At one point, Francesca was advised by her HR department to take FMLA leave to care for her husband, which also appears innocent on the surface. One of the instances that Francesca took leave, however, was to attend training on the couple’s franchise business.
Still unbeknownst of the reason for this leave, the employer offered Francesca a couple options: Take unpaid FMLA leave, or work remotely a few times per week to continue to receive some pay. Francesca chose the latter option. She attended the training, while her husband stayed home.
While she was away, Francesca did not perform any work as agreed. The employer reminded her of their agreement and her responsibilities. Eventually, the employer reassigned Francesca’s responsibilities. As such, Francesca believed she was terminated and filed for unemployment. The company, however, indicated that she was still an employee, but on FMLA leave.
A couple months later, Francesca’s FMLA leave exhausted and the employer asked if she was returning to work. Francesca indicated that she wasn’t because she thought she had already been terminated. She subsequently sued, arguing that the employer interfered with her FMLA rights when it required her to perform work while on leave. The employer argued that Francesca was given an option to work while on leave. The court indicated that giving employees such an option does not constitute interference with FMLA rights so long as working while on leave is not a condition of continued employment. Since the option Francesca chose was not mandatory and she was not coerced into accepting the option, her employer did not interfere with her FMLA rights.

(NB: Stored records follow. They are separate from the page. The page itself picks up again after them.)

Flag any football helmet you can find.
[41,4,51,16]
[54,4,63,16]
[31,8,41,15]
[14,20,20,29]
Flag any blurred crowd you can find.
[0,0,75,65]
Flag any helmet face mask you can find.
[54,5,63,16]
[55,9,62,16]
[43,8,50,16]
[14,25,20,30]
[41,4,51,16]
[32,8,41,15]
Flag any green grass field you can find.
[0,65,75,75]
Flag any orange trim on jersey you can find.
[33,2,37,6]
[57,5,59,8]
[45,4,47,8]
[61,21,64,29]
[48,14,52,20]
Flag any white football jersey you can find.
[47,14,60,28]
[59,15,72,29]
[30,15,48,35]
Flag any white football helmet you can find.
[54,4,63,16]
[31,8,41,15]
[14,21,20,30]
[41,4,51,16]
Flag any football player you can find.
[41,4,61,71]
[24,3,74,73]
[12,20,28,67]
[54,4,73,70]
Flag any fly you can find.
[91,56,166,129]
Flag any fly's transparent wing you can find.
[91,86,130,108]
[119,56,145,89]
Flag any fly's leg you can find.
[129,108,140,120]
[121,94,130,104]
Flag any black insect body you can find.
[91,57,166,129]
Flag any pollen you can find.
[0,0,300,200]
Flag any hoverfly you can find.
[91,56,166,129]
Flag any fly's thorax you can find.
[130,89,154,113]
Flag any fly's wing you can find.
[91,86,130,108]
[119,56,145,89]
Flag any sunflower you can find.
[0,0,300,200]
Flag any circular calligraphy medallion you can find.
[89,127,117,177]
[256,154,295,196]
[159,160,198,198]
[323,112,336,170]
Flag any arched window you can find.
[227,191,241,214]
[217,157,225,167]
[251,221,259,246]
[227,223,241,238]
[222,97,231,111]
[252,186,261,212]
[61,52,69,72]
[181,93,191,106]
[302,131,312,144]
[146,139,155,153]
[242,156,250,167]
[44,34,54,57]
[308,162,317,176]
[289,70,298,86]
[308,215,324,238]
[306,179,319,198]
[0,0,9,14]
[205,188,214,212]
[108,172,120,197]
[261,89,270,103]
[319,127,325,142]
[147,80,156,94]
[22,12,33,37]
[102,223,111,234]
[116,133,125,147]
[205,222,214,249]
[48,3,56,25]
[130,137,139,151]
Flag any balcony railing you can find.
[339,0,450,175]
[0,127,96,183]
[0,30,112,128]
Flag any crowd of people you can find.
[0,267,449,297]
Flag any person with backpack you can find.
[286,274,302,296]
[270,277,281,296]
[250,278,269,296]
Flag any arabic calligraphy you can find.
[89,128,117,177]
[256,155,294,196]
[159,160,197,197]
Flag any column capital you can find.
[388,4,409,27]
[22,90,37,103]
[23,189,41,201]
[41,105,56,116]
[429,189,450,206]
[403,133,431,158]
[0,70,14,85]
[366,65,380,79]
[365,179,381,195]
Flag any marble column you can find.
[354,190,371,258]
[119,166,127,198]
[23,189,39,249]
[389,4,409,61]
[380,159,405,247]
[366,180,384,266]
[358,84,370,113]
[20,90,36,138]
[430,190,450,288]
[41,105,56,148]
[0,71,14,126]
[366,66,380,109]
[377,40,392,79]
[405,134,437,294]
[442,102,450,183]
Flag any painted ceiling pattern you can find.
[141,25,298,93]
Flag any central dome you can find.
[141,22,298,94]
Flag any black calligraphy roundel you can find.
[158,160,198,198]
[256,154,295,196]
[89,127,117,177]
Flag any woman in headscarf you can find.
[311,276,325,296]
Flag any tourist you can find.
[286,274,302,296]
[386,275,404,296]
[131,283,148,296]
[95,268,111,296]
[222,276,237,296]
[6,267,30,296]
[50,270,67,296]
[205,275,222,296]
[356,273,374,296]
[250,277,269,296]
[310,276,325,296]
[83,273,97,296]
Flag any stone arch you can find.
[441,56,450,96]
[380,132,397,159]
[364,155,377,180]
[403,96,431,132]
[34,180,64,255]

The employer filed a counterclaim that Francesca engaged in a breach of contract, among other things, arguing that she was not eligible for FMLA leave because she misrepresented her reasons for taking leave and improperly used her leave to help her husband establish a franchise. The employer did not prevail on this count. The court indicated that her attending training while on leave did not itself establish that Francesca misrepresented her need for FMLA leave. There was evidence suggesting that Francesca did, in fact, care for him while on leave. Francesca also argued that she was not even aware of the possibility of taking FMLA leave until it was suggested to her by her supervisor, who was aware of the stress she was under while working and also taking care of her husband. Therefore, a reasonable jury could conclude that Francesca did not misrepresent her need for FMLA leave.
D’Onofrio v. Vacation Publications, Inc., Fifth Circuit Court of Appeals, No. 16-20628, April 23, 2018.